Джек приподнял бровь, выражая сомнение.
— Но Армани сказала…
— Это главарь вашей банды, полагаю?
— Да. Она сказала…
— Что ты можешь попрактиковаться на этих невинных мужчинах, делая зарубки на пряжке ремня?
— Ну, они же не возражают.
Джек покачал головой:
— Возможно, им кажется, что у них нет выбора. Возможно, они думают, что перестанут вам нравиться, если не покорятся вашей воле.
— О, да брось ты.
— Ты думаешь, мы так сильно от вас отличаемся? Если вы нас колете, разве наши раны не кровоточат? Если вы причиняете нам боль, разве мы не плачем? Если вы играете с нами, разве мы не чувствуем стыда?
— Господи, дядя Джек, я не хотела тебя огорчать.
Он пожал плечами и глубоко вздохнул.
Леда похлопала его по руке.
— Я не буду этого делать, идет? — Она поцеловала его в лоб. — Пожалуйста, не плачь.
Джек вымучил бодрую улыбку и протянул ей руку.

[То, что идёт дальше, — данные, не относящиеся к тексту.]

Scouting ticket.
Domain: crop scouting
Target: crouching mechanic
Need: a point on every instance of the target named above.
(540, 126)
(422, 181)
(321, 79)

— Я рад, что мы с тобой поговорили.
Джек сидел в офисе Люсинды. Ему пришлось заплатить из своего кармана за перелет в Нью-Йорк и лично вручить Люсинде рукопись, а затем настоять на том, чтобы она прочла ее прямо здесь, у него на глазах. Нет, спасибо, он подождет. Все те два часа, пока Люсинда читала, Джек сидел, разглядывая ее офис, и он успел заметить, что его книги она расположила так, что они в отличие от книг других авторов сразу бросались в глаза.
Люсинда засмеялась. Она перевернула страницу и засмеялась вновь. Джек, приободрившись, улыбнулся, хотя ему было немного не по себе, ведь он-то знал, что написал не комедию.
Люсинда прыснула от смеха:
— Эта Честити, она такая… такая…
Джек кивнул:
— Спасибо.
— И этот Бью…
— Вам нравится?
— Он… он… — Люсинда ловила ртом воздух.
— Слишком добродетельный?
— Мягко сказано…
— Я его немного отретуширую, сделаю чуть более приглушенным. — Джек сделал запись в блокноте.
Наконец Люсинда откинулась на спинку кресла и швырнула рукопись на стол.
— Могу я спросить, какую гадость вы принимали?
— Простите?
— Это не любовный роман. Это пособие для тех, кто желает уморить читателя. Добиться того, чтобы читатель сдох от скуки.
— Я не понимаю, о чем вы.
— Взгляните на Бью. Вы вкладываете ему в голову сентиментальные, невинные мысли, тогда как все его помыслы должны быть направлены на то, чтобы овладеть предметом своей любви всеми мыслимыми способами.
— Но я подумал… Вы знаете, времена меняются, и я подумал, что, возможно, читатели готовы принять парня, которого не обуревают темные страсти. В том смысле, что он не думает о совокуплении двадцать четыре часа в сутки. Пришла пора вывести новый образ героя: образ обычного парня, такого как все. Знаете, хорошего парня. Милого.